Hollow glass microspheres can be used for the safe storage of hydrogen [1] and other gases. The stored gas can be released if the pressurized microspheres (diameter approx. 50µm, wall strength approx. 1 µm) are subjected to elevated temperatures. Heat may be supplied by external heating or by exothermic chemical reactions. In the latter case a catalyst is vital to trigger the reaction.

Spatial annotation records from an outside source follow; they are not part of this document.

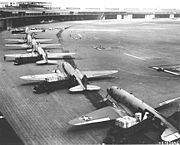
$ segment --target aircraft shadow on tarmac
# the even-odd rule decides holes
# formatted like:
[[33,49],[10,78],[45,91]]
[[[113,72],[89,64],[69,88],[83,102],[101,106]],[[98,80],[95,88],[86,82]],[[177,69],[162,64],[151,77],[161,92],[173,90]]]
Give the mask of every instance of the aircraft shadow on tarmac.
[[[104,79],[113,79],[113,77],[102,77],[98,80],[104,80]],[[97,80],[97,79],[91,79],[91,80]],[[68,89],[78,85],[78,83],[74,82],[73,80],[65,80],[65,81],[52,82],[52,83],[42,81],[42,82],[21,84],[21,86],[31,86],[31,85],[34,86],[33,88],[34,93],[40,94],[40,93],[50,93],[56,90]],[[84,91],[84,92],[88,93],[88,91]],[[97,92],[97,91],[91,91],[91,92]]]

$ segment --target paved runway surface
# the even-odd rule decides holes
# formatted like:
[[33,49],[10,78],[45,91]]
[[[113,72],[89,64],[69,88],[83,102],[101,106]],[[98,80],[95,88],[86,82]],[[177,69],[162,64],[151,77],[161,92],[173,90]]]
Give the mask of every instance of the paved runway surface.
[[[117,69],[115,78],[90,82],[102,88],[99,93],[70,94],[61,88],[50,94],[34,94],[32,83],[20,80],[22,75],[48,73],[54,65],[14,66],[4,62],[4,54],[23,53],[4,46],[8,31],[0,35],[0,111],[25,144],[94,144],[101,143],[109,124],[72,127],[68,121],[95,110],[92,97],[106,95],[106,88],[117,85],[149,105],[156,107],[164,100],[178,97],[180,78],[157,72],[149,66],[180,62],[179,20],[84,21],[35,25],[32,27],[72,26],[62,33],[63,49],[76,52],[75,64],[80,70]],[[53,38],[59,30],[49,30],[38,37]],[[107,49],[97,50],[96,46]],[[61,64],[63,60],[59,60]],[[178,109],[165,110],[167,115]]]

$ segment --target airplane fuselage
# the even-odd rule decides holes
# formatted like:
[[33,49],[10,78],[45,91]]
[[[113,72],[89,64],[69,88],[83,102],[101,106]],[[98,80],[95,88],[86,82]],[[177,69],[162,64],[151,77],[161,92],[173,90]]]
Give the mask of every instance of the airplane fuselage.
[[63,69],[64,72],[66,73],[66,75],[68,77],[74,77],[76,79],[76,81],[79,83],[79,85],[81,85],[81,87],[83,87],[83,89],[85,89],[83,83],[82,83],[82,78],[83,78],[83,74],[76,68],[73,68],[72,65],[70,65],[67,62],[63,63]]
[[128,93],[127,91],[114,86],[114,87],[110,88],[108,90],[108,92],[109,92],[110,96],[117,102],[121,102],[124,105],[129,104],[132,107],[134,107],[136,110],[139,110],[139,109],[141,109],[142,111],[146,110],[146,111],[152,113],[155,118],[160,119],[163,126],[171,128],[172,130],[178,132],[178,130],[170,122],[168,122],[165,117],[160,115],[159,112],[157,112],[154,108],[152,108],[151,106],[149,106],[142,100],[140,100],[140,99],[136,98],[135,96],[133,96],[132,94]]

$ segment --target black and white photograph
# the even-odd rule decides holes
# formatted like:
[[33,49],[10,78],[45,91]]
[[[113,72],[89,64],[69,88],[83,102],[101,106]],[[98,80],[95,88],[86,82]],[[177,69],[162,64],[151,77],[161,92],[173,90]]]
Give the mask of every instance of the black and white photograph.
[[180,1],[0,0],[0,145],[180,144]]

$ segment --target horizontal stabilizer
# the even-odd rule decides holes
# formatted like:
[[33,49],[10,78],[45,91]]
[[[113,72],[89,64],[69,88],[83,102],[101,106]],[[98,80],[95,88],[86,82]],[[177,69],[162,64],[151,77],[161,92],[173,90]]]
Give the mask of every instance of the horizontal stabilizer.
[[43,64],[57,64],[58,62],[55,60],[40,60],[40,61],[36,61],[37,65],[43,65]]
[[166,142],[172,142],[180,138],[178,131],[173,131],[170,128],[164,130],[161,135],[161,139]]
[[85,90],[98,91],[100,89],[101,89],[100,87],[95,86],[95,85],[87,85],[87,88],[83,88],[81,85],[78,85],[78,86],[70,88],[69,91],[70,92],[82,92],[82,91],[85,91]]

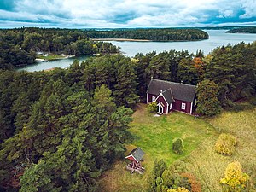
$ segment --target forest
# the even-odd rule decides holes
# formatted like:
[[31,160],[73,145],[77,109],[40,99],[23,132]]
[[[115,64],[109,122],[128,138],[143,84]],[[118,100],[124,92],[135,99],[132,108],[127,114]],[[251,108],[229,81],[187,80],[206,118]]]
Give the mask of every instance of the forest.
[[[199,50],[107,55],[49,72],[0,70],[0,186],[7,191],[97,191],[124,157],[131,114],[151,77],[201,84],[212,110],[256,104],[256,42]],[[212,88],[214,87],[213,93]],[[208,89],[209,88],[209,89]],[[209,90],[209,91],[208,91]],[[205,95],[203,95],[205,93]],[[217,108],[216,108],[217,107]]]
[[239,27],[227,31],[230,33],[256,33],[256,26]]
[[89,30],[91,38],[129,38],[151,41],[198,41],[209,38],[208,34],[200,29],[117,29]]
[[94,42],[82,30],[36,27],[0,30],[0,69],[33,64],[38,51],[81,56],[118,53],[119,48],[111,43]]

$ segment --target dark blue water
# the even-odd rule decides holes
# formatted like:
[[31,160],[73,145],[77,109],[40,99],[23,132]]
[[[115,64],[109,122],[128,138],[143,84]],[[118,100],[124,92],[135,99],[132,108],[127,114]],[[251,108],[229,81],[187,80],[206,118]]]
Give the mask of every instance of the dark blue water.
[[[205,55],[208,54],[217,47],[233,45],[240,42],[246,44],[256,41],[256,34],[242,34],[242,33],[225,33],[225,30],[206,30],[209,34],[209,39],[202,41],[189,41],[189,42],[118,42],[111,41],[114,45],[119,46],[121,51],[128,56],[134,56],[137,53],[148,53],[156,51],[168,51],[171,49],[176,50],[189,50],[190,53],[195,53],[196,50],[201,49]],[[26,66],[18,70],[26,70],[29,72],[41,71],[53,67],[65,68],[75,59],[80,61],[86,60],[88,57],[68,58],[63,60],[56,60],[49,62],[37,62],[35,65]]]

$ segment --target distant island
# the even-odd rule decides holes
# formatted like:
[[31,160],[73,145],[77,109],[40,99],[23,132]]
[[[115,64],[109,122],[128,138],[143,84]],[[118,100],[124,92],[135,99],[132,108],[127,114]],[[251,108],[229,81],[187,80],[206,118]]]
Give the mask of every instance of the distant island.
[[226,32],[229,33],[256,33],[256,26],[249,26],[249,27],[240,27],[230,29]]
[[90,38],[97,40],[198,41],[209,38],[207,32],[189,28],[85,30],[85,32]]

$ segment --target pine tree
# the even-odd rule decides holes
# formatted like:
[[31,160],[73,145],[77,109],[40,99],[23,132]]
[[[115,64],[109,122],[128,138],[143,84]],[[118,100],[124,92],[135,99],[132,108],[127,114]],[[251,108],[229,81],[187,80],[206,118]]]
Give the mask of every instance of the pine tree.
[[207,116],[218,114],[221,111],[220,102],[218,100],[218,86],[213,82],[204,80],[196,89],[197,111]]

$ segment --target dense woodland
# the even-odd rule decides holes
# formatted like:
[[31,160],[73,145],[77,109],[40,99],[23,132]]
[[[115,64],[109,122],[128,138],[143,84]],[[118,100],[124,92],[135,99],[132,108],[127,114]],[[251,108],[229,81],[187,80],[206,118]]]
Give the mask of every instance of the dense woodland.
[[200,29],[90,30],[86,32],[91,38],[131,38],[152,41],[198,41],[209,38],[208,34]]
[[36,52],[75,55],[117,53],[111,43],[94,42],[84,31],[69,29],[20,28],[0,30],[0,69],[29,65]]
[[256,26],[249,26],[249,27],[240,27],[230,29],[226,32],[230,33],[256,33]]
[[236,108],[256,96],[256,42],[206,56],[170,50],[93,57],[49,72],[1,70],[1,188],[97,190],[97,178],[132,139],[131,109],[145,101],[151,77],[199,84],[199,102],[213,111],[200,111],[206,115]]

The catalytic material can be applied to the surface of the microspheres by a special magnetron sputtering process [2], which allows for the deposition of relatively uniform coatings on granulates with diameters ranging from 20 µm to 500 µm. Nonetheless, a quantitative assessment of the coating thickness on such granulates is not trivial.
In this work a method to determine the film thickness of transparent coatings on a transparent granulate is used to determine the thickness and the thickness distribution of thin metallic coatings (< 100 nm) on the hollow glass microspheres. The method can directly be applied to the catalytic coating on the glass microspheres (Pt with a thickness of around 10 nm, which renders the film transparent). Nonetheless also thickness distributions for other coating materials (Cu, Al) were determined. An image acquisition system was implemented into an optical microscope. By using a high power LED array the coated microspheres can be easily penetrated by light in the visible range. The emission spectrum of the LED source as well as the sensitivity of the CCD chip of the digital camera was quantitatively analyzed to allow for a reliable thickness determination.
Using a custom designed image processing software full maps of the thickness of the metallic coatings on the microspheres as well as thickness histograms cold is determined. The results of this work yield valuable input to the optimization of the coating equipment in respect to maximum thickness uniformity.
The financial support of the Austrian Science Fund (FWF) under Grant Nr. P-22718 and TRP-6 is gratefully acknowledged.
References
[1] M. Keding, G. H. S. Schmid, M. Tajmar, Proc. Hydrogen & Fuel Cells Conf. 2009, Vancouver, Canada
[2] G. H. S. Schmid, C. Eisenmenger-Sittner, Surface & Coatings Technology 236 (2013) 353.